Thomas & Friends: All Engines Go 第2シリーズ第17話レビュー

※この記事にはネタバレが含まれています。

また、記事の内容は個人的な意見であり、他者の代表ではありません。

 

 

 

AEG S2 E17 『Snowplow Struttin'』『ウキウキゆきかき』

監督: キャンベル・ブライアー

脚本: ニキ・リットン

内容: 雪が降る前に配達を終わらせる必要があるトーマスは仲間と仕事のために責任を持って雪かきを使うことを学ぶ。

 

【このエピソードについて】

 なぜか間に春または夏のエピソードが挟まれましたが、雪かきに関するエピソードがきました。『Whiteout!』でも付けていましたけど、AEGで雪かきについて触れられるのは初めてですね。AEGではどのように雪かきが扱われるのでしょうか。先に放送された2つのクリスマスエピソードは良作でしたが、これも楽しいものであることを願っています。

 

©︎Mattel

 うーん、否。『ぎゃくにするひ』以上に最悪のエピソードかもしれません。

冬に入り、雪かきを使うのを待ちきれないトーマスが忍耐と仕事への責任感や集中力を学ぶエピソードなのですが、何が気に入らないって? トーマスが雪かきを気に入っていること? いいえ、"別の次元"の一言で片付けられるし、オリジナルシリーズでさえS17『トーマスとゆきかき』で苦手を克服しています。

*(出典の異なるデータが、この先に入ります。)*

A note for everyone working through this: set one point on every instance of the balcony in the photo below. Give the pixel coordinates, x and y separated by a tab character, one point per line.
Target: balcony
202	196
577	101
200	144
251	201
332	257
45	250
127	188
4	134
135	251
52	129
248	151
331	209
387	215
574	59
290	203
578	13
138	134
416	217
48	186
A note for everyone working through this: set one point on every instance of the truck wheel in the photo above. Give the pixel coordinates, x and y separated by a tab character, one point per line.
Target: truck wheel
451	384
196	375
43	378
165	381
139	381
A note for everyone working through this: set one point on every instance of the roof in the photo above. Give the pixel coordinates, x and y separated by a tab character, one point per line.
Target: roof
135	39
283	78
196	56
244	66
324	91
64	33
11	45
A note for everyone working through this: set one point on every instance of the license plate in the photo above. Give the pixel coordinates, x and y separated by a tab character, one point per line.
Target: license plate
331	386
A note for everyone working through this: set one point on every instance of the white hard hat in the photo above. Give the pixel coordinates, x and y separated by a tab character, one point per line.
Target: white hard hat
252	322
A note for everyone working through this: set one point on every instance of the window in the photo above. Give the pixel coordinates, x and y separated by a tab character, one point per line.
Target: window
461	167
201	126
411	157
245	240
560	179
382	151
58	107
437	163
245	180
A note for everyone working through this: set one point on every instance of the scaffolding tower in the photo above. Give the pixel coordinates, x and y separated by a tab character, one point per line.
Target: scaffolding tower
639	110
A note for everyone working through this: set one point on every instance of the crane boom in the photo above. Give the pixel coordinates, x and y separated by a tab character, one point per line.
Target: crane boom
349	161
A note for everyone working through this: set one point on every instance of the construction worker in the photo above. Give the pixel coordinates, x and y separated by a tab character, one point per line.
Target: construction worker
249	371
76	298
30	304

ブタを雪かきでどかすこと? いいえ、漫画的な解決方法がAEGのアイデンティティです。カウキャッチャー(ならぬピグキャッチャー)の要領で意味も果たしている点では、それほど否定的になれません。問題はそこじゃないんです。

 

 ええ、全体を通して表現したいことはわかります。集められた落ち葉を祓ったり、汚い水溜りにいきおいよく飛び込んだりしたがるような子ども心を描いているのでしょう。でもそれらは倫理観を破綻させなければ表現できないことなのでしょうか?

このエピソードのトーマスは倫理観が極端に崩れているだけでなく、例え方は悪いけど、まるで薬物中毒者みたく取り憑かれているかのように、真っ白でふわりと飛んでいきそうなものを見るたび掻き分けようとする風に描かれているんですよね。子どもとは、一度やりたがると、どうしてもやりたがるので心理的には合ってはいるんですけど、やってることが結構ひどいんです。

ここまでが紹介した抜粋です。